The shepherd has done a review of the document and is satisfied with the technical content. The following are editorial comments by the shepherd, some of which should be fixed before Last Call.

Section 1

¶1: The words "trustee for the community" do not appear in RFC 1591. Indeed, the talk of the 'responsibilities' and 'service' to the community" in 1591 have little, if anything, to do with permitted characters, and is probably about something that is completely the opposite of ICANN's charge today (cf. ¶5 in this section, even though it underplays how much 1591 differs from the current state of affairs). That said, at least a reword of the sentence containing the quote seems appropriate.

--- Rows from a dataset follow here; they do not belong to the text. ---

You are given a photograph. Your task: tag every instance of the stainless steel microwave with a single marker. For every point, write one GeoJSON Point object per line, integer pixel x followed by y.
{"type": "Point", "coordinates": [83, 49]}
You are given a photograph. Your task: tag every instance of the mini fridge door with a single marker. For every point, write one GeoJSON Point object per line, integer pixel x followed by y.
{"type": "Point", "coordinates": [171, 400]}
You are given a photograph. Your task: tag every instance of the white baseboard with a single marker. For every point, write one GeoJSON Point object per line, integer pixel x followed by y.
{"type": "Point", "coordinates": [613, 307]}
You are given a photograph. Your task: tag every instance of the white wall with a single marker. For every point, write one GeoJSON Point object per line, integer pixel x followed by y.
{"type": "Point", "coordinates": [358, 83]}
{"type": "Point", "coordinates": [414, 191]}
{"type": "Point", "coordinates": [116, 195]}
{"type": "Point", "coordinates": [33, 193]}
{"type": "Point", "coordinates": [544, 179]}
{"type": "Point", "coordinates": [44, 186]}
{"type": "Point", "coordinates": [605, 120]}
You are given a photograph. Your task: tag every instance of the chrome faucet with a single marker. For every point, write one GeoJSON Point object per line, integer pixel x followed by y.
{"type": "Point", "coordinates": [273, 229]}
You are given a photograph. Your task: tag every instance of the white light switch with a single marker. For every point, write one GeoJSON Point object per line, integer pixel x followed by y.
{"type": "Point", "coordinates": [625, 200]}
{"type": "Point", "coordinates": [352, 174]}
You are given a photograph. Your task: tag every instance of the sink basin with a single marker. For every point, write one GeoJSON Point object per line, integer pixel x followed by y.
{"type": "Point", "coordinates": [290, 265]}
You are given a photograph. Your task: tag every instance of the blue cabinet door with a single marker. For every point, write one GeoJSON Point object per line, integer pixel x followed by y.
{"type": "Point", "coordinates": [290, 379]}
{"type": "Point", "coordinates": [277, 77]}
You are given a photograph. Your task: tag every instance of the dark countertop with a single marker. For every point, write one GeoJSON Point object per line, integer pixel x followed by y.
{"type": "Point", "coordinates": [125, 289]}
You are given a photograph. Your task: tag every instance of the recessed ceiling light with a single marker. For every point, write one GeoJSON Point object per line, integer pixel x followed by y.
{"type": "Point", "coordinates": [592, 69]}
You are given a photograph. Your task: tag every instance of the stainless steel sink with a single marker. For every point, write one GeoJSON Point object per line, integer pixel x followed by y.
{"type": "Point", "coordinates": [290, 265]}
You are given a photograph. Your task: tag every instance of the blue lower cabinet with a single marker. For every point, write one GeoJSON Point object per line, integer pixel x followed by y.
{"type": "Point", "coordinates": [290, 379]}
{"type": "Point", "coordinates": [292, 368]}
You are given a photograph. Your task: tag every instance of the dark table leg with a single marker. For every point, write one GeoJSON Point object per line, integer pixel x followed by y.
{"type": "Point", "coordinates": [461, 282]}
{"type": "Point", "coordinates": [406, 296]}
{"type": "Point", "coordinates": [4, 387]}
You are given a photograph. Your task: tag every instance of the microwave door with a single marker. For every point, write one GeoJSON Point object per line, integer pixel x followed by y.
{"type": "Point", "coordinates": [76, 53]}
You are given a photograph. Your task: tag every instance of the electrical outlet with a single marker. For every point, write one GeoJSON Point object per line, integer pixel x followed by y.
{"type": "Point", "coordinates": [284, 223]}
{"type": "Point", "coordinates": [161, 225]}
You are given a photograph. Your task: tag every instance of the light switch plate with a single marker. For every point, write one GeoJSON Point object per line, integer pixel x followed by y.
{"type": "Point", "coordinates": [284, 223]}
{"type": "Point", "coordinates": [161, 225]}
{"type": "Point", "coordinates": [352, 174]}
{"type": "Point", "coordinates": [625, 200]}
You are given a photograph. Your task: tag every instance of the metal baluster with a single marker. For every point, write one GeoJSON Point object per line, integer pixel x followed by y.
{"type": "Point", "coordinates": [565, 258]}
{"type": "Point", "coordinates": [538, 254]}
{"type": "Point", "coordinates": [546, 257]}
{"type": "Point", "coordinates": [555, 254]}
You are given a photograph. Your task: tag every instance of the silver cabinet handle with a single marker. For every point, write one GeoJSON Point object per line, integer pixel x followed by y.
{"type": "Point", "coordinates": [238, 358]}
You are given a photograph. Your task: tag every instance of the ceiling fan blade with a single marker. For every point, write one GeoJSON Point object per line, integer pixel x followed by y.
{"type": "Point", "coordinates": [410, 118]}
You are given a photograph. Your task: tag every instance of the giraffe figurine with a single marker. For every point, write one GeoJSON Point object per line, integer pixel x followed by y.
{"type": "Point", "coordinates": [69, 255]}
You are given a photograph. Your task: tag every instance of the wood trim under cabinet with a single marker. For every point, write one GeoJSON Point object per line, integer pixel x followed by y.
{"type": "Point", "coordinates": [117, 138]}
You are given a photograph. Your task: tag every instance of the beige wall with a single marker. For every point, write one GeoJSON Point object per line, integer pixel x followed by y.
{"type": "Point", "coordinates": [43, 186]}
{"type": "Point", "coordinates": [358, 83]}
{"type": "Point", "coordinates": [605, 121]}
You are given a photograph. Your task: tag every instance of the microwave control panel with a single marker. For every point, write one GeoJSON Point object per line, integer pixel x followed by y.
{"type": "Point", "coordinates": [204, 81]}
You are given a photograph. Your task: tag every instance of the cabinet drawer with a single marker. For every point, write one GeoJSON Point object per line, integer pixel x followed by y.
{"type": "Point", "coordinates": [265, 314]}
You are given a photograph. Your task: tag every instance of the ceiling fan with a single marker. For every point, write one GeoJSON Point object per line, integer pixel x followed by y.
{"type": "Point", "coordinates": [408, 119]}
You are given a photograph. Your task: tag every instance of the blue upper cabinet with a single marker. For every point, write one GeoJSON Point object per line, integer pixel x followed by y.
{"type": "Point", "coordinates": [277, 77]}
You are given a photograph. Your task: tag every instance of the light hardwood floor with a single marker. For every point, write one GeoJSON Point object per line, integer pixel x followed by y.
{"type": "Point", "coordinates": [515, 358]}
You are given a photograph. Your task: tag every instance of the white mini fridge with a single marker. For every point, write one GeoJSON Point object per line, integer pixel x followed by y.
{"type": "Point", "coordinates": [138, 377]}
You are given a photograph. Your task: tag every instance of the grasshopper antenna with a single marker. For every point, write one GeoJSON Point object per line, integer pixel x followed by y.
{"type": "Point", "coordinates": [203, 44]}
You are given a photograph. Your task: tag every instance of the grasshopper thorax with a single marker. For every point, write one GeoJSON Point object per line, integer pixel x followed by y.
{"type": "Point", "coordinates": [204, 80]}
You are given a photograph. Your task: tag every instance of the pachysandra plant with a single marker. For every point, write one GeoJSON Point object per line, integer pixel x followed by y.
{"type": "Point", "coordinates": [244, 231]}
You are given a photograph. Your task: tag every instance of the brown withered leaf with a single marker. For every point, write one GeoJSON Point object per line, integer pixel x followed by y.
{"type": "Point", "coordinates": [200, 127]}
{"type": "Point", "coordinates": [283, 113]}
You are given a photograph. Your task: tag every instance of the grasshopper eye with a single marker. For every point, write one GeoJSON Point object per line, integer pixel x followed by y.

Perhaps something like this:

That requirement and restriction are consistent with the "duty to
serve the community" described in the original specification for DNS
naming and authority [RFC1591].

¶4: I would change "obscured" to "underplayed". The text in the original IDNA specs seems clear to me, but didn't yell it very loudly.

Section 4, change "no no" to "no". Also, you are still missing a reference in the last paragraph for "generation rules" (as per the CREF).

Section 5.1, last paragraph: No, I don't think you need a reference here.

Section 5.2: The first sentence doesn't parse.

Finally, as a matter of style, there is a lot of repetitive text in the first 4 sections. I would do an editing pass and cut out a lot of fluff. However, I'm well aware of the target audience of this document, and so perhaps this level of explication is reasonable. I leave it to the authors and the AD to decide if such and edit pass is necessary.

3. Intellectual Property
Each author has stated that their direct, personal knowledge of any IPR related to this document has already been disclosed, in conformance with BCPs 78 and 79. There has been no other discussion of IPR regarding this document, and the shepherd has no reason to believe that any applicable IP exists.

4. Other Points
The idnits check has a few things:

Reference to [Unicode] is not resolved in the References. That should be fixed by the authors.

References to 1591 and 5894 are downrefs, but they seem reasonable and should be called out during Last Call.

Other reference nits are false positives.

The Abstract appropriately talks about the updates, even though idnits couldn't parse it. No problem there.

All of the other checklist items seem satisfied.